If one looks at military geography, here too the Pacific Ocean remains a zone of American dominance. Indeed, the U.S. preponderance is enormous: 11 aircraft carriers, 83 cruisers and destroyers, and 57 nuclear-powered submarines. China has no aircraft carriers, 13 cruisers and destroyers, and 5 nuclear submarines. Total U.S. military spending of $740 billion compares favorably to less than $160 billion spent in 2012 by the PRC.1 More than 80,000 U.S. servicemen are stationed in six Pacific Rim countries (with new deployments to come in Australia and the Philippines), and the United States has agreements with Australia, New Zealand, Japan, South Korea, the Philippines, Singapore and Thailand that have for decades defined the balance of power and ensured stability in the region. Neither China nor any other Asian state stations troops abroad, and China has no military allies.

Thus, even a first look at the situation in the Pacific shows that Asian powers are not yet dominant in the region, although many trends indicate their growing significance. Of course, it’s likely that within twenty years or so China may become the largest economy in the world, surpassing the United States in absolute terms (although not in per capita terms). Geopolitical rivalry in the Pacific may grow, too, as military balances shift in such a way as to diminish U.S. preponderance.

That rivalry may grow does not of itself predispose its outcome. The United States will retain many advantages in any such rivalry. But it abides one strategic blind spot: In American conceptions, Russia doesn’t fit into the context of its Pacific policies.

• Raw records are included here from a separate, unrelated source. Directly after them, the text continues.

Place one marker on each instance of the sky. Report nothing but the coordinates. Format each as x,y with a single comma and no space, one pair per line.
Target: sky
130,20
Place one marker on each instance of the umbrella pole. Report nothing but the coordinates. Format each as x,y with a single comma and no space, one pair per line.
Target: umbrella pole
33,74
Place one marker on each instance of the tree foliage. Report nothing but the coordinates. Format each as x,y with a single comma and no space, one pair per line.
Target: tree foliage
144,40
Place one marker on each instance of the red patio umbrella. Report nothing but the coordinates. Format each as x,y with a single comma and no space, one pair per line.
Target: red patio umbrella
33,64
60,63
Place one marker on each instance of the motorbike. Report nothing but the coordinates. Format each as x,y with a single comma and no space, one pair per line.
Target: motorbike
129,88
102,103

This is not hard to understand. Although Russia’s overall economic and military capabilities render it a potential “balancer” between the Asian and American shores of the Pacific Ocean, it is practically absent from the region. Its exports are directed mostly to Europe, while Siberia and the Far East remain economically underdeveloped. Indeed, the gross regional product of the whole section of Russia east of the Urals is less than the GDP of every Asia-Pacific nation except Papua New Guinea, Brunei, North Korea and Cambodia. Though Russia’s nuclear potential is comparable only to that of the United States and could critically alter the balance of power should Russia join a Pacific-centric anti-American camp, no one in Moscow formulates Russia’s interests in the region crisply enough for any such decision to be forthcoming. Russian foreign policy initiatives toward the Pacific are so sparse and abstract that it is even hard to remember what they have been about.

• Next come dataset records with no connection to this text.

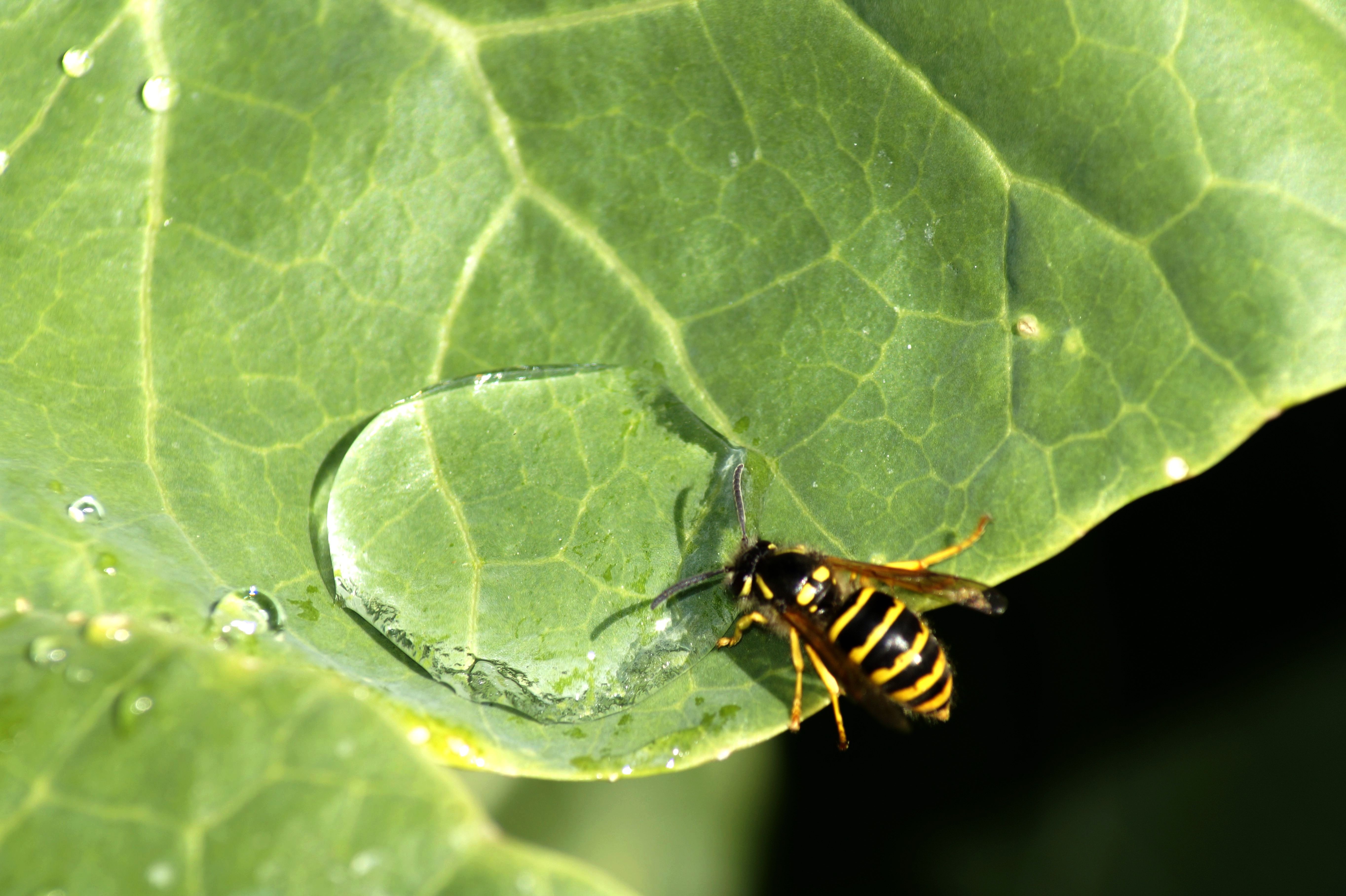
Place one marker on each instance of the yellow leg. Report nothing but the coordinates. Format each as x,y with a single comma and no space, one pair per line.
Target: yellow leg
940,556
797,658
740,628
835,692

So Russia is an Asian anomaly. Even though the bigger part of the country is geographically located in Asia, and even though Russia has the longest Pacific coastline of all nations it is nevertheless not perceived as an Asian power by Americans or by anyone else. Russia is a loner on the Pacific Rim, a massive country, but one with no clear strategies to pursue, no allies to collaborate with, no high-profile goals to accomplish. Russia is on the Pacific, but not of it.

Little wonder, then, that Americans rarely think of Russia as a Pacific nation, but it would be useful for both countries were it to begin doing so. The reason is simple: Just as the United States tightened its relations with China in the early 1970s to gain leverage over Russia (then in the form of the Soviet Union), so American interests today require using Russian power to maintain some control over a rapidly rising China.